Antisemitismus in Köln„Menschen schließen sich zusammen, um Angst zu verbreiten“

Lesezeit 3 Minuten
Synagoge Polizei

Erhöhte Polizeipräsenz an der Synagoge in der Roonstraße

Köln – Der Kölner Helge David Gilberg, Mitglied der jüdischen Gemeinde und der SPD, erhält massive Morddrohungen. Patrick Fels vom NS-Dokumenationszentrum erklärt im Gespräch mit dem „Kölner Stadt-Anzeiger“, warum sich Hetzkampagnen häufen und was sich dagegen tun lässt.

Bedrohungen gegen Menschen, die öffentlich vor der AfD und Rechtsextremismus warnen, häufen sich. Woran liegt das?

Bei der Anhängerschaft der AfD scheint die Reaktionsschwelle, wenn ihrer Partei unterstellt wird, undemokratisch zu sein, sehr niedrig zu sein. Im Internet – aber nicht nur dort – erleben wir seit einigen Jahren eine massive Verrohung – inzwischen reichen vermeintlich lapidare Anlässe wie das „Umweltsau“-Lied, um einen Shitstorm und rechtsextreme Proteste auszulösen. Das geht teilweise bis hin zu Morddrohungen. In den meisten Fällen ist davon auszugehen, dass sich Menschen gezielt zusammenschließen, um Angst zu verbreiten.

Patrick Fels, (c) ibs

Patrick Fels vom NS-Dokumenationszentrum

Und damit immer wieder Erfolg haben – mehrere Bürgermeister haben sich nach Drohungen in jüngster Zeit zurückgezogen, einer, Christoph Landscheidt aus Kamp-Lintfort, will sich bewaffnen.

Es ist keinem zu verdenken, Konsequenzen zu ziehen, die Eingriffe sind zum Teil sehr massiv, damit kommt nicht jeder zurecht. Ein bisschen beruhigend für die Betroffenen ist es womöglich, dass es in den allermeisten Fällen bei den Bedrohungen bleibt und keine Taten folgen. Es geht den Tätern darum, Angst zu verbreiten. Wir weisen in Beratungsgesprächen immer darauf hin, dass die Bedrohungen zwar sehr ernst zu nehmen sind, in der Regel damit aber lediglich Drohkulissen aufgebaut werden sollen.

Haben antisemitische Bedrohungen aus der Erfahrung Ihrer Beratungsstelle zugenommen?

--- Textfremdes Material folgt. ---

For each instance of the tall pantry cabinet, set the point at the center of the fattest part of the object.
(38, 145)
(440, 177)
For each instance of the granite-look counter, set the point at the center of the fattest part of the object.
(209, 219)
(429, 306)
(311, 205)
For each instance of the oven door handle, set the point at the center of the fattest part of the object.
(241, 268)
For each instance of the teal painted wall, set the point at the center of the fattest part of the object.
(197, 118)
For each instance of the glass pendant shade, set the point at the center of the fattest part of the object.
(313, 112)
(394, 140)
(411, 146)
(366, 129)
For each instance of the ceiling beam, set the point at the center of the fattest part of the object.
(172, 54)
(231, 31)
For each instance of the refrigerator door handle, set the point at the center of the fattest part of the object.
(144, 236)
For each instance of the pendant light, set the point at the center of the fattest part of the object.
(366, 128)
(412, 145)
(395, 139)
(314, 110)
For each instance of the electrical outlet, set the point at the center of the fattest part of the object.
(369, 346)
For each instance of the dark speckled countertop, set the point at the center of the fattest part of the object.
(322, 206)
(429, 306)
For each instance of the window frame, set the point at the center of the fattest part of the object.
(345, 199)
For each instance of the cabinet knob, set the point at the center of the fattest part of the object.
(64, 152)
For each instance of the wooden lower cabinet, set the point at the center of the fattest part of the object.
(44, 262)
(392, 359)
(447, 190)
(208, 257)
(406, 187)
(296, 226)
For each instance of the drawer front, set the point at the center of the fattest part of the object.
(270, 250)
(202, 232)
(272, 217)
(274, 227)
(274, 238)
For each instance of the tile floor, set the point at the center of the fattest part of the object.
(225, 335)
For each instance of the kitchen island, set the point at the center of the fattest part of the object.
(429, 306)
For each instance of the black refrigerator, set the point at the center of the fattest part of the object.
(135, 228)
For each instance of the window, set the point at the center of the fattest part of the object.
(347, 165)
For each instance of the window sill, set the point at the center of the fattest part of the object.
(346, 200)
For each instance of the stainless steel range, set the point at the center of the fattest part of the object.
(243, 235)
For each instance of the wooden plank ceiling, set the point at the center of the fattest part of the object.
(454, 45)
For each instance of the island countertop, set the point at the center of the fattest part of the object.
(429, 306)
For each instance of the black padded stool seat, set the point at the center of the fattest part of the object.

Ja, so wie Unmut und Hass insgesamt häufiger und deutlicher geäußert wird. Nach der Kölner Silvesternacht bekamen das vor allem Initiativen, Verbände, Politiker und engagierte Menschen zu spüren, die sich für Flüchtlinge einsetzten, momentan sind die Adressaten diverser: Besonders häufig bedroht werden Politiker der Grünen und der SPD, Frauen, Flüchtlingshelfer und Mitglieder der jüdischen Gemeinde.

Das könnte Sie auch interessieren:

Das ist aber nicht neu?

Jeder jüdische Bürger – in Köln und in ganze Deutschland – wird von antisemitischen Vorfällen erzählen können. Die jüdischen Gemeinden erhalten seit jeher Drohbriefe. Das ist traurige Realität seit vielen Jahrzehnten.

Es braucht nur ein paar Klicks, ein Prepaid-Handy und einen Fake-Account, um Menschen zu bedrohen. Die Täter können sehr oft nicht ermittelt werden. Wie könnte dem grassierenden Hass und den sich häufenden Drohungen wirkungsvoller begegnet werden?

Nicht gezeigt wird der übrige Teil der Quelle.